Sentado em um banco da Praça da Alfândega, Melero faz um balanço de sua participação na Bienal do Mercosul. A performance do fim de semana, que não terá durado mais do que 15 minutos, entre as frases iniciais e a distribuição das fotocópias, foi o encerramento de uma série de atividades, iniciadas semanas antes da Bienal propriamente dita, inaugurada oficialmente na noite de sexta-feira. Melero intitula suas ações de Aulas de Ginástica e Filosofia. Ele deu aulas dessas na Escola Superior de Educação Física da UFRGS, no curso de Antropologia, também da UFRGS, em uma escola de Ensino Médio em Canoas e em uma praça da cidade de Montenegro.

As aulas combinam exercícios anaeróbicos, que vão trabalhando de forma progressiva as musculaturas das pernas, costas, braços e peito (“Igual ao que se faz nas academias de musculação”, sublinha Melero), e a leitura de textos teóricos da área de humanidades.

– Acho que há um preconceito da sociedade: o corpo vai para um lado, e o pensamento vai para o outro. As pessoas que estudam muito em geral deixam os exercícios físicos de lado.

O artista diz que baseou essas aulas em sua própria experiência. Formado em Sociologia pela Universidade de Buenos Aires, a UBA, trabalhando com desenho e pintura desde os anos 1980, ele conta que faz mais ou menos 15 anos que passou a dar mais atenção a seu preparo físico. Imaginou então atividades que conjugassem a exigência corporal e a exigência do raciocínio crítico.

– Passei a trabalhar melhor.

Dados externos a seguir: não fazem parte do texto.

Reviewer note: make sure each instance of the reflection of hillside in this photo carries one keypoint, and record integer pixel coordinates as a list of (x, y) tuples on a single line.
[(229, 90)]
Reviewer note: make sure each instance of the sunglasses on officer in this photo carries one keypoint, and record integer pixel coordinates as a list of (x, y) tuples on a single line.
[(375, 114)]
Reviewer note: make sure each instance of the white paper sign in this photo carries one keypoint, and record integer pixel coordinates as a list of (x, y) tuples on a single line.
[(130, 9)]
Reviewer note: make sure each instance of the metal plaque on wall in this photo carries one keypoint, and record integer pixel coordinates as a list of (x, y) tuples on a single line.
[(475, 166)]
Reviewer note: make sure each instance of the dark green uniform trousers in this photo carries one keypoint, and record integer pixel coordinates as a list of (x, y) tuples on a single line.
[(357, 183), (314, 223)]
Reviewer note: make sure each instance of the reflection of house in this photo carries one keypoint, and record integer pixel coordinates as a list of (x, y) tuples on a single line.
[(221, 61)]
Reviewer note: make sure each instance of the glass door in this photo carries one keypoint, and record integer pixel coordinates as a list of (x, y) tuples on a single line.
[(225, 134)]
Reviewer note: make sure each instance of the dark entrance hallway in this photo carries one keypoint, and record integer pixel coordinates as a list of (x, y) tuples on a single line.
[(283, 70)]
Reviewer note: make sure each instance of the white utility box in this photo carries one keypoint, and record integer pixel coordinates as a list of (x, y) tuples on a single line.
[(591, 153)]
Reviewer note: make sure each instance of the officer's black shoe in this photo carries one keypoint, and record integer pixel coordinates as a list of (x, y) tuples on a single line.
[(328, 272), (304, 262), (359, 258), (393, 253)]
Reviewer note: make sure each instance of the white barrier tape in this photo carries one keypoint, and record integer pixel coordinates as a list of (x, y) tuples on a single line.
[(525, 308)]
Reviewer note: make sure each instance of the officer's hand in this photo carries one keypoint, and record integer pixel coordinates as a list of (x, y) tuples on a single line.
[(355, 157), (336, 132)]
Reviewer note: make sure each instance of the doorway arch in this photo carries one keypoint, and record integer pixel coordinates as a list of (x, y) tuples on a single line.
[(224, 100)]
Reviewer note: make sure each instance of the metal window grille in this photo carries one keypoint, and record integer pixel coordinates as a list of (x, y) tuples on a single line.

Aumentou minha concentração – garante.

Ele chegou a realizar uma performance desse tipo na Documenta XII, na cidade alemã de Kassel, mostra reconhecida internacionalmente como a mais importante do mundo em termos de arte contemporânea.

EDUARDO VERAS
PROGRAME-SE
Inaugurada na sexta-feira, a 7ª Bienal do Mercosul se estende até 29 de novembro. Pode ser visitada – sempre com entrada franca – de terças a domingos, incluindo feriados, das 9h às 21h. As principais exposições estão no Margs (Praça da Alfândega, s/nº), no Santander Cultural (Avenida Sete de Setembro, 1.028) e nos Armazéns A3, A4, A5 e A6 no Cais do Porto de Porto Alegre (Avenida Mauá, 1.050, com entrada na altura da Avenida Padre Thomé). Performances e outras intervenções na cidade serão realizadas ao longo da Bienal. Confira programação no site oficial do evento: www.bienalmercosul.art.br.
Saiba mais
Forma híbrida de expressão, a performance combina, na maior parte das vezes, elementos das artes visuais e cênicas. Não chega a ser uma representação como as de teatro, mas costuma seguir algum roteiro prévio e pressupõe a existência de um público. A performance tem quase sempre algum caráter de urgência. As primeiras foram aquelas ligadas às chamadas vanguardas modernas, na virada do século 19 para o 20. Foi, porém, a partir de fins da década de 60 e ao longo de toda a década seguinte, que as performances entraram para o repertório dos artistas plásticos. A arte conceitual estava no pico, e as performances eram frequentemente a materialização de ideias.
Um dos pioneiros da performance no Brasil foi o arquiteto e artista fluminense Flávio de Carvalho (1899 – 1973), lembrado nesta 7ª Bienal do Mercosul justamente como uma série de fotografias, no Margs, que rememora sua mais célebre performance. Em 1956, em plena Avenida Paulista, ele desfilou com o que acreditava que seria o traje ideal para um homem usar em um países tropical como o Brasil, uma blusa leve e uma saia plissada, acima do joelho (foto).